Carlos Alberto Montaner
Miami Herald, August 4, 2003

MADRID -- This summer is turning out to be hotter than expected. One book, Checas de Madrid, is contributing to the rising temperature in selling out five printings in less than five weeks. It was written by César Vidal, a prodigious author often compared to the late Isaac Asimov.

Checas was the name given by Spain's republicans to the quarters of the political police that existed during the Spanish Civil War (1936-1939.) They were patterned after the Soviet model and were brought to Spain by the Communist Party, along with numerous Soviet advisors experienced in gutting foes.

Soon, almost all political and labor organizations sympathetic to the republican government had their own checas. In Madrid alone, Vidal identifies 226 of them, many set up in old convents and even in churches seized from the Catholics.

What was done in those sinister detention centers? The detainees were savagely tortured, especially in the communist checas, where victims were accused of being accomplices of fascism and often killed.

The book ends with a ghastly list of 11,705 people killed -- in Madrid alone. The nationwide total of victims of republican repression, profusely documented, amounts to 110,965. In that grim roster, nearly 7,000 are priests, nuns and members of religious orders.

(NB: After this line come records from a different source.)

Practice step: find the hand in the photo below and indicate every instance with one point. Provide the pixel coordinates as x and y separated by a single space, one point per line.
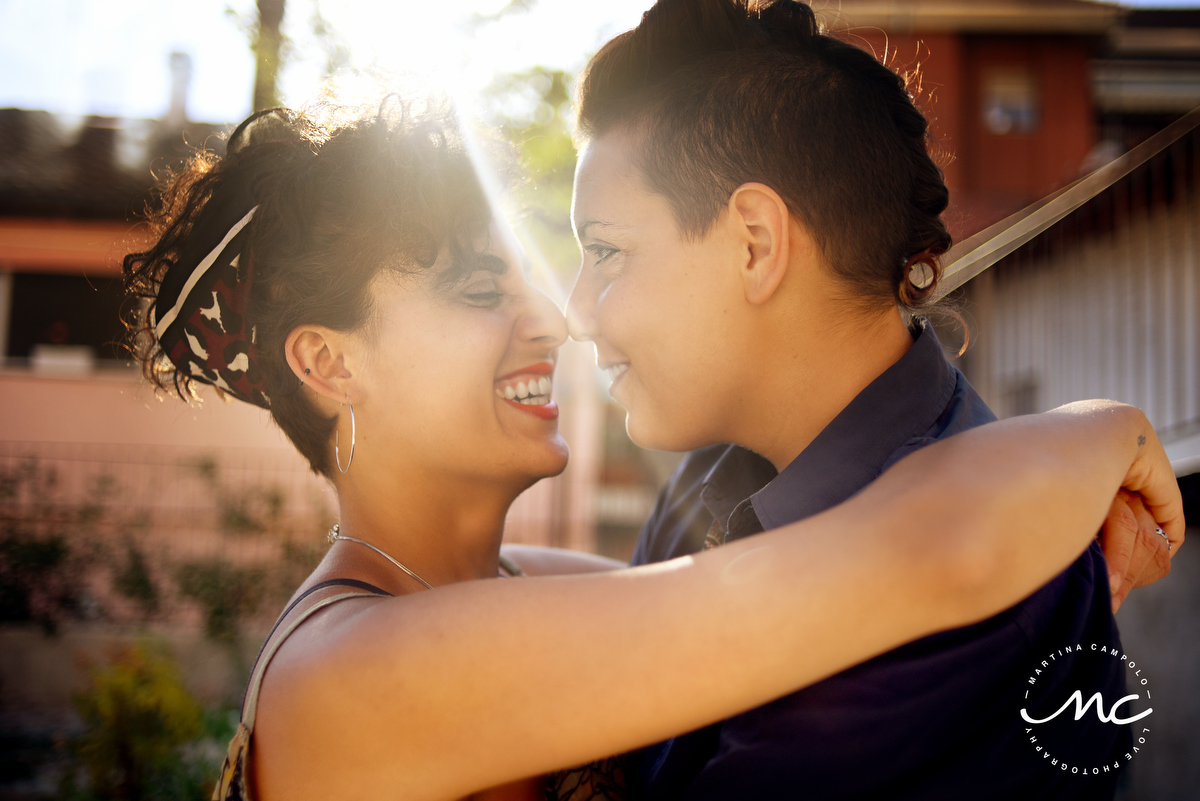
1152 479
1135 552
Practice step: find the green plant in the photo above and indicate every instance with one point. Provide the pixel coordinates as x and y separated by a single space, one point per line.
137 715
135 580
226 591
39 578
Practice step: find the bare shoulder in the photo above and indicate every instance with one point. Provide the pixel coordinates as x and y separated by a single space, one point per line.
538 560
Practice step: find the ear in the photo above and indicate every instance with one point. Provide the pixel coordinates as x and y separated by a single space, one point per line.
317 356
761 221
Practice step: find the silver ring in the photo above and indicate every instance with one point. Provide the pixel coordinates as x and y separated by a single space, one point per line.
1163 535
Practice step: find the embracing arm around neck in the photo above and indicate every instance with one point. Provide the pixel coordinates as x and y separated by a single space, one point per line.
445 692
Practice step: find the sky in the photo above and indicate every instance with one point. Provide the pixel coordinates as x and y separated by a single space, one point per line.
111 56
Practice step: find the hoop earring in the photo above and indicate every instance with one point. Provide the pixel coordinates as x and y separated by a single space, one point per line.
337 435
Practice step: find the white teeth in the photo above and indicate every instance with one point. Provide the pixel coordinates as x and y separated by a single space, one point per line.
534 391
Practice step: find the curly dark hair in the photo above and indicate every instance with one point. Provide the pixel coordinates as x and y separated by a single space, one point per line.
342 194
721 92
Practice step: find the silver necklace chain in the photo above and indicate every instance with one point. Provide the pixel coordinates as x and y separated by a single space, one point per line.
335 535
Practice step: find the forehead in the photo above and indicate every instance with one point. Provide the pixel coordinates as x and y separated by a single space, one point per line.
609 187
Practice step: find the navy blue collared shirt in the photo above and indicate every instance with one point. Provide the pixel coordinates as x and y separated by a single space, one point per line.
936 718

True, in the territory held by Francisco Franco and his nationalists, blood also flowed in streams. Moreover, for at least five years after the defeat of the republicans, Franco mercilessly brought down his iron fist on the backs of the vanquished, probably exceeding the number of those executed by the Republic.

But that doesn't alter reality: In Spain, particularly in the capital, the political police, in the name of ''progressive'' ideas, tortured and killed thousands of people, without the slightest vestige of legality.

What relevance can events that happened more than 60 years ago have today? A great deal, because at the same time that Vidal published his shocking investigation, Spanish Judge Baltasar Garzón was requesting the extradition of 46 Argentine military officers accused of torturing and killing thousands of people in their country during its last military dictatorship from 1976 to 1983.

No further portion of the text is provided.